Откуда взялся у меня в голове сам термин 'хомячить' не помню, но здесь он был неизвестен, хотя, после неоднократного повторения, вполне прижился и вопросов не вызывал.
— Сделаю.
— Если удастся ещё чего выкроить, то и тем, кто на операции не был, подкиньте. Те же мыло, бритвы, зеркала — хоть на несколько человек.
— Посмотрю, но кулаков и так не уважают, все, в общем, делятся чем могут, а, что небритых хватает, то больше от лени.
— Вот зима наступит, посмотрим, а пока пусть в порядке себя содержат. Мы же, в конце концов, не банда. Вы, товарищ капитан, поддержите старшину авторитетом.
— Есть, — Нефедов снова потёр небритый подбородок. Мне проще, я медленно обрастаю, а вот капитану и другим кто постарше, с этим сложнее.
На этом разбор полётов закончился. Вроде пока дел особо неотложных и нет, значит пойду к Вальтеру — надо разобраться, что за оружие нам от Люфтваффе досталось.
Немец опять был с головой в работе — на большом куске брезента лежал здоровущий агрегат, точнее масса его частей, числом шесть. Рядом застыли двое бойцов, вероятно опасаясь лишним движением нарушить мыслительный процесс, а может прервать свой халявный отдых.
— Вальтер, что это за зверь и о чём ты его думаешь?
— А? Извините, господин командир, я не понял вашего странного вопроса.
— Не обращай внимания, — хотел сказать 'забей', но по-немецки это звучало бы ещё более странно, и ввело бы нашего интернационалиста-поневоле, в ещё больший ступор. — В чём проблема?
— А, это?
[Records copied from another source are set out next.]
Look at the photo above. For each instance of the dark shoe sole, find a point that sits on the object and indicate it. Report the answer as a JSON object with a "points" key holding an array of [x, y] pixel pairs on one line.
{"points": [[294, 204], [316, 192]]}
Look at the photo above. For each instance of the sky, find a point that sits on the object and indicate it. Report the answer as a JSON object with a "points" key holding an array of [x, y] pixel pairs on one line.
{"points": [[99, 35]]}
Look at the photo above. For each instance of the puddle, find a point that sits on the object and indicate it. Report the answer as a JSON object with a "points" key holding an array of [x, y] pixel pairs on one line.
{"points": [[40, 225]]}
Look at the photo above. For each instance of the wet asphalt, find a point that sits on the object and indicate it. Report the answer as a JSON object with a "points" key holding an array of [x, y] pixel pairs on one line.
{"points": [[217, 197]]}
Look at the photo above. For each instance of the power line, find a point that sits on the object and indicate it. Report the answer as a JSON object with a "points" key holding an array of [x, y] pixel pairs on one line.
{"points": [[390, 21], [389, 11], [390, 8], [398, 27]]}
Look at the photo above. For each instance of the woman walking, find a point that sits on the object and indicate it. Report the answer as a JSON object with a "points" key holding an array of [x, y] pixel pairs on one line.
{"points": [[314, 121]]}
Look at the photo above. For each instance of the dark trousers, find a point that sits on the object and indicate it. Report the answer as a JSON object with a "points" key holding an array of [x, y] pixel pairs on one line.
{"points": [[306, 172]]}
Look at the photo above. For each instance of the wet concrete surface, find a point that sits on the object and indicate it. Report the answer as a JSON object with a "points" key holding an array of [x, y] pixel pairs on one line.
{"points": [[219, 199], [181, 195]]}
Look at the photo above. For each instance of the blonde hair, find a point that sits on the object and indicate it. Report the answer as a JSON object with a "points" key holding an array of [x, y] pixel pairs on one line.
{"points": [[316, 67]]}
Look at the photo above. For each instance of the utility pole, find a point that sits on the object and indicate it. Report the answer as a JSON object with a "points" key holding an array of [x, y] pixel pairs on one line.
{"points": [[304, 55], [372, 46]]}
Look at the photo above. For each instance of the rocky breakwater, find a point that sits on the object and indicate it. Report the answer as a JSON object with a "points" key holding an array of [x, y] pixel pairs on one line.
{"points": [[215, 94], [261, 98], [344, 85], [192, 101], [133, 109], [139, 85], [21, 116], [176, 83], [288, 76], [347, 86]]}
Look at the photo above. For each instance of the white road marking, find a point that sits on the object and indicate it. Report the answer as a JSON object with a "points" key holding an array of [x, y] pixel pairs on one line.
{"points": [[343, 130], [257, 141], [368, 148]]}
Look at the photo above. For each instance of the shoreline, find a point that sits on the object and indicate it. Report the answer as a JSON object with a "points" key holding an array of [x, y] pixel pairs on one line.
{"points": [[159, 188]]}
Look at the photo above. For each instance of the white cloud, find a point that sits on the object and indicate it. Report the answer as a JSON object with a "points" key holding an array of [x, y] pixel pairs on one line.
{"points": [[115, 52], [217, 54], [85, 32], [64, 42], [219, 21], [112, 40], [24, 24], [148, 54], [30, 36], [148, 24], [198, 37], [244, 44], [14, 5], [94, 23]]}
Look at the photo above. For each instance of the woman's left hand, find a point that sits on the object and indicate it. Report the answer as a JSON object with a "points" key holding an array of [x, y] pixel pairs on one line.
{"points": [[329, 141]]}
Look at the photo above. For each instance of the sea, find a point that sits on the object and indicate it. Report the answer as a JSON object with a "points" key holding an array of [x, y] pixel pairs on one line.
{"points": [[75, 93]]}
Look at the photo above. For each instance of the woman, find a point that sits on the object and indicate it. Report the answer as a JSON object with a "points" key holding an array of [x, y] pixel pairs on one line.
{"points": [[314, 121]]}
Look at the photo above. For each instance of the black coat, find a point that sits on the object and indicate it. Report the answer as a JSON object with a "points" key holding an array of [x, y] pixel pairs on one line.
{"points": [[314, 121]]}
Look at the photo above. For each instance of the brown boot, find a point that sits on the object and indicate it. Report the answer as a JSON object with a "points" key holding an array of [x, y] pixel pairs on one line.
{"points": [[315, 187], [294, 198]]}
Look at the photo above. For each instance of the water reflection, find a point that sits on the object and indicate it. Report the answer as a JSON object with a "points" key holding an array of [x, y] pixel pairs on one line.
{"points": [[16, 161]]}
Это не зверь, это машиненгевер сто пятьдесят один, разработки фирмы Маузера. Скорее даже автоматическая пушка калибром пятнадцать миллиметров. Хорошая надёжная и удобная, вот только стояла она на самолёте.
— И переделать нельзя?
— В теории переделать можно всё, вот только стоимость затрат на переделку зачастую превышает все мыслимые пределы.
— У нас не превышает. Нам эта штука нужна. Какие сложности, что надо?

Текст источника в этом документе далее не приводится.